Slow progress of deleveraging in China – study

Hang Seng reports that China will need to continue to drive deleveraging for a shift from an investment-and-exports-led to a consumer-and-services-led growth model.

Despite the forecast slowdown in Chinese GDP growth from 6.9% in 2015 to 6.7% in 2016, there has been little progress in deleveraging and destocking in China, according to a report by Hang Seng Bank, a principal member of the HSBC Group in Hong Kong.

While investment, and therefore GDP growth, has slowed, wrote the bank's acting chief economist Thomas Shik, the country's policy makers now have an opportunity to shift China's economic model to focus more on domestic consumption. He argued that though the shift is behind, the outlook for GDP growth in China this year is better than the IMF's forecast of 6.3 percent. Hang Seng's forecast is for 6.7 percent GDP growth in 2016.

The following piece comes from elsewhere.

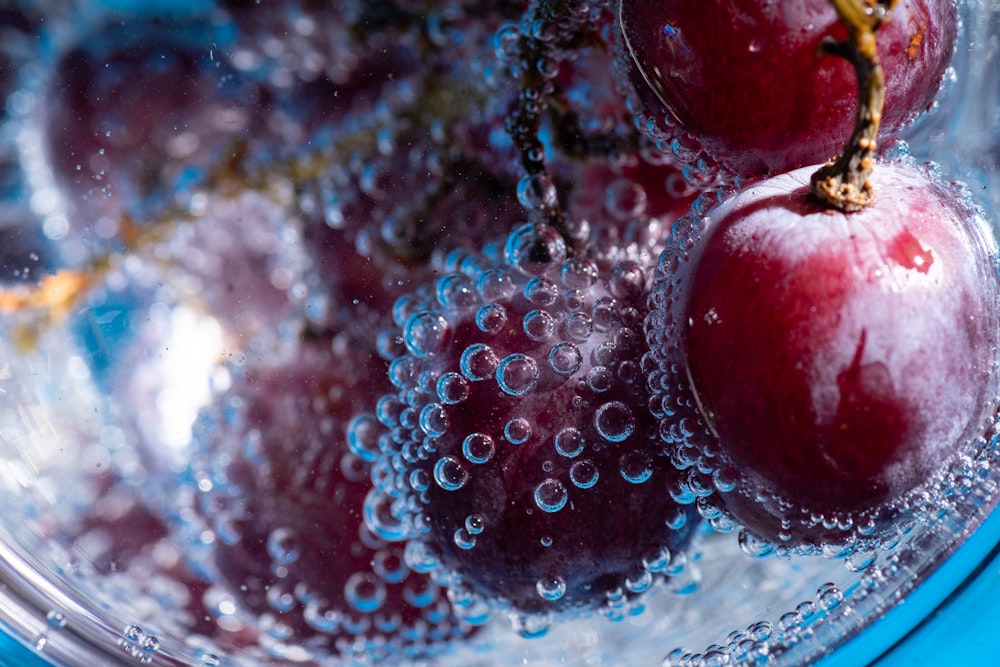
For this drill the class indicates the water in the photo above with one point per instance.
(188, 282)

The deleveraging progress in China remains limited with the continuous rise in total social financing and non-performing loan ratios, highlighted Shik. Total social financing, a broad measure of outstanding credit in the non-financial sector, reached 141 trillion yuan RMB ($21.6 trillion, €19.7 trillion) – equivalent to 209 percent of GDP in January 2016. 

Similarly, the non-performing loan ratio at commercial banks rose to 1.67 percent in the fourth quarter of last year, which was the highest since 2009.The ‘special-mention’ loan ratio, which refers to the proportion of loans that may turn bad or are showing signs of repayment risk, was even higher, at 3.79 percent, the report said.

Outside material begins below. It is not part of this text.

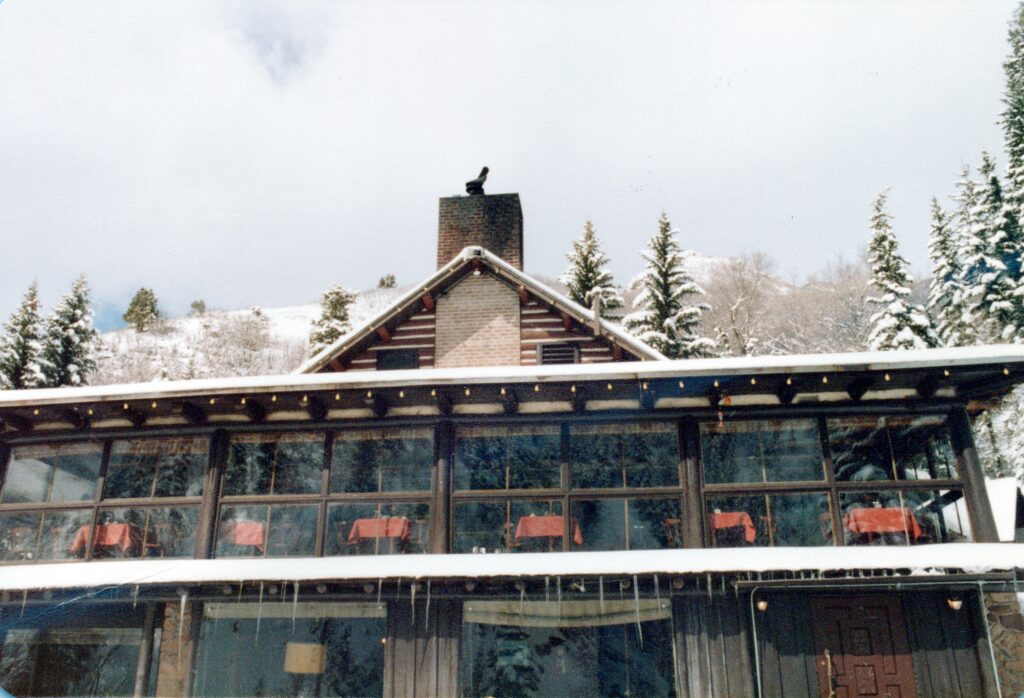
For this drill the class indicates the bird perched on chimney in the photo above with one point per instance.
(474, 187)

The destocking cycle has also been long and slow, in particular the housing sector with overcapacity. The problem was driven by rapid credit growth. 

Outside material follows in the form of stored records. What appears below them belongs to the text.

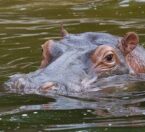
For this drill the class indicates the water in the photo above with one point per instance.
(25, 25)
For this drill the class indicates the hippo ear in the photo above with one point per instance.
(63, 31)
(129, 42)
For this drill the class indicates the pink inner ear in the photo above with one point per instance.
(129, 42)
(131, 38)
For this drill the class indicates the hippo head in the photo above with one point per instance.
(78, 62)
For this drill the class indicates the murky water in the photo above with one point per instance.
(25, 25)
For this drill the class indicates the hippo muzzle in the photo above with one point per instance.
(77, 62)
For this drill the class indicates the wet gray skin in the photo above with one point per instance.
(70, 69)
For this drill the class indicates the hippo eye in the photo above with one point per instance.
(109, 57)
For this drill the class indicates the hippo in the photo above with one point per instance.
(83, 62)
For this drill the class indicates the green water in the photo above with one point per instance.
(25, 25)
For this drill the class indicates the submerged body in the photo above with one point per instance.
(83, 62)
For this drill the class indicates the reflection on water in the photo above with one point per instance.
(25, 25)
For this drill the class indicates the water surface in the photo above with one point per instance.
(25, 25)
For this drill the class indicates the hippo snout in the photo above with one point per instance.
(80, 62)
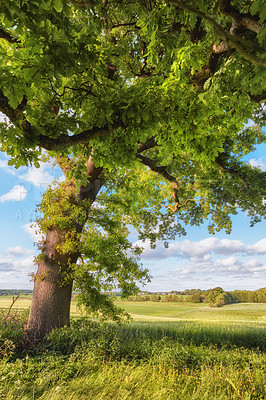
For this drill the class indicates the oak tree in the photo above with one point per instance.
(147, 107)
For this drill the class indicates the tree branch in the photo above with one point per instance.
(233, 40)
(149, 144)
(161, 170)
(231, 172)
(7, 36)
(241, 20)
(84, 137)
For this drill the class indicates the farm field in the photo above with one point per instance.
(152, 311)
(171, 351)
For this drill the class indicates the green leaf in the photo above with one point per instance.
(58, 5)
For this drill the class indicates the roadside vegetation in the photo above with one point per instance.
(206, 358)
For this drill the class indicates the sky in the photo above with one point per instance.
(198, 260)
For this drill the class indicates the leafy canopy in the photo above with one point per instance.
(160, 92)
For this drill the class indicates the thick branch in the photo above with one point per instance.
(234, 41)
(7, 36)
(84, 137)
(241, 20)
(161, 170)
(231, 172)
(149, 144)
(258, 97)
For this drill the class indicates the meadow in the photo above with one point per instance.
(170, 351)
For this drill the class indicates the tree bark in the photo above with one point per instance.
(53, 282)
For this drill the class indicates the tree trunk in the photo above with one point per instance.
(50, 307)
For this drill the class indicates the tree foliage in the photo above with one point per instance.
(157, 96)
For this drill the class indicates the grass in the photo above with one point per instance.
(136, 361)
(170, 351)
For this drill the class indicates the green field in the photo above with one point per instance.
(152, 311)
(171, 351)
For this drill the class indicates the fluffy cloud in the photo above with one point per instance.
(34, 231)
(198, 250)
(17, 193)
(17, 251)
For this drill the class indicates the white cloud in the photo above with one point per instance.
(34, 231)
(258, 163)
(193, 250)
(17, 251)
(17, 193)
(257, 248)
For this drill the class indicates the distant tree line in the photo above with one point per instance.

The residential home inventory remains near its recent peak in terms of months of supply. In recent months, the authorities have reduced housing transaction tax to increase the demand, but such step has yet to have a significant impact. 

Sectors linked to real estate have begun to react to the oversupply issue, the bank said. Steel and cement production began to fall in early 2015.